Online grocer Ocado has today confirmed what you may already have suspected -- a major warehouse fire is rather bad news for profits.

Related: Ocado says fire at robotic warehouse cost it more than 100m

"Ocado has delivered decent revenue growth and a range of new partnerships in the last 12 months, but its loss for the year is well beyond analyst expectations. While the impact of the Andover facility fire will account for some of this, the scale of the loss may have some market watchers concerned.

Looking underneath the cashflow figures the UK has turned positive, but investment in the international business has pushed the scale of cash outflow higher."

8.15am GMT

City traders appear to be hoping that central bankers will save the day (again) if the global economy stumbles:

European and US stock index futures storm higher as speculators shrug off coronavirus fears and continue to place all faith in central bank liquidity injections. #FTSE called up 50

8.11am GMT

Boom! European stock markets have hit a record high in early trading.

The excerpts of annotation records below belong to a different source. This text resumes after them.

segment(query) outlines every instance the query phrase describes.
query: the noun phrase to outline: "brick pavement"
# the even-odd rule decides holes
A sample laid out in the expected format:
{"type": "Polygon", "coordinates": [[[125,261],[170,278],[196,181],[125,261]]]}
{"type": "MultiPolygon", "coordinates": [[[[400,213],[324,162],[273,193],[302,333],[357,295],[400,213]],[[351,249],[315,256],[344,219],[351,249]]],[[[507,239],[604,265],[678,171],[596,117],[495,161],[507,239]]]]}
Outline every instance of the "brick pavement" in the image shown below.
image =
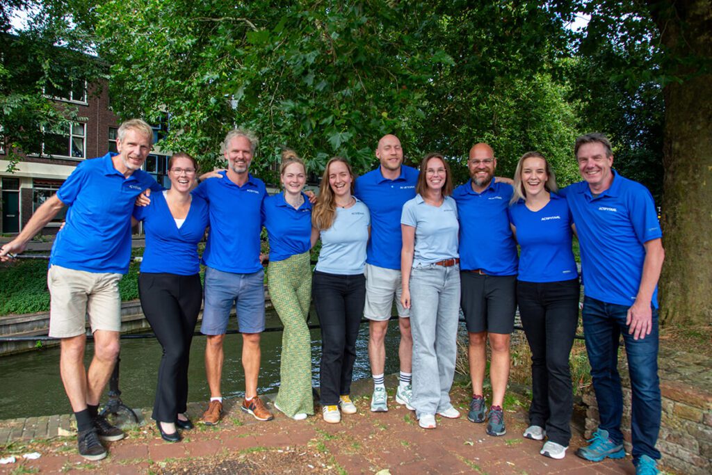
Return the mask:
{"type": "MultiPolygon", "coordinates": [[[[368,387],[367,382],[365,385],[368,387]]],[[[152,424],[144,423],[129,429],[126,439],[110,445],[109,456],[95,463],[87,463],[77,454],[73,437],[42,440],[51,426],[66,430],[67,416],[29,418],[22,424],[5,421],[0,422],[0,437],[14,442],[0,448],[0,457],[15,453],[21,460],[22,454],[31,451],[42,456],[0,466],[0,473],[369,474],[384,469],[407,475],[634,473],[629,456],[599,464],[575,456],[573,450],[584,442],[580,433],[575,434],[563,460],[540,456],[541,442],[521,436],[526,426],[523,399],[518,404],[515,400],[506,413],[507,434],[488,437],[484,424],[465,417],[466,391],[457,388],[453,394],[463,417],[439,417],[438,428],[429,431],[420,429],[414,413],[396,404],[392,398],[388,412],[375,414],[368,410],[367,396],[356,397],[358,413],[344,416],[339,424],[327,424],[320,416],[293,421],[281,413],[273,421],[258,422],[240,411],[236,402],[226,402],[226,413],[217,427],[199,426],[184,432],[182,443],[167,444],[152,424]]],[[[190,404],[189,414],[194,420],[204,405],[190,404]]],[[[150,414],[147,409],[142,413],[145,417],[150,414]]],[[[6,444],[5,440],[0,444],[6,444]]]]}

The Stoxx 600, which tracks the largest six hundred companies across Europe, has gained 0.6% at the open to a new peak.

The coronavirus' death toll has topped 1,000 as the disease continues spreading, but the infection rate seems to have stabilised. #Stock markets around the world have turned up and the safe-haven US #dollar, Japanese #yen, and #Gold are all on the back foot.

Related: Coronavirus live updates: two senior Hubei officials sacked as deaths pass 1,000 - latest news

7.57am GMT

Overnight, we've seen that UK retailers aren't enjoying this alleged 'Boris Bounce'.

The latest data from the British Retail Consortium shows that spending only rose modestly in January, and actually shrank over the last three months.

The monthly BRC/KPMG health check of the retail sector found that total sales rose by 0.4% in January but were unchanged once increases in floor space were taken into account.

Over the latest three months - a better guide to the underlying trend because it includes Black Friday bargains in November, the peak Christmas spending weeks in December and the January sales - food and non-food takings were down.

Related: British retailers yet to benefit from 'Boris bounce', says BRC

7.43am GMT

Canaccord Genuity Wealth Management investment manager Dan Smith believes the UK economy could actually have shrunk over the last quarter [City consensus is for 0% growth]

"Considering December was a month plagued by political uncertainty and retail sales have already shown a more cautious consumer over the period, this figure looks challenging.

While a contraction in activity over the quarter will likely dampen sentiment towards the UK, it may not totally alter the outlook for 2020, as recent data has shown enough green shoots to raise hopes for a Boris bounce."

. Today's data could confirm an anemic growth in the four the quarter, and a stagnant industrial and manufacturing production in December. The fact that business surveys in January hinted at a bounce in activity posterior to Boris Johnson's victory may attenuate the impact of soft production and growth data.

But the optimism in surveys is now being eaten up as investors realize that the second - and the most decisive phase of Brexit negotiations will likely continue weighing on businesses. In fact, avoiding an immediate no-deal Brexit didn't necessarily save the UK from walking out of the EU without a deal at the very end.

7.01am GMT

Good morning, and welcome to our rolling coverage of the world economy, the financial markets, the eurozone and business.

Today we discover how well, or badly, the UK economy fared in the final three months of 2019 in the face of Brexit tensions, a general election, and a slowing European economy.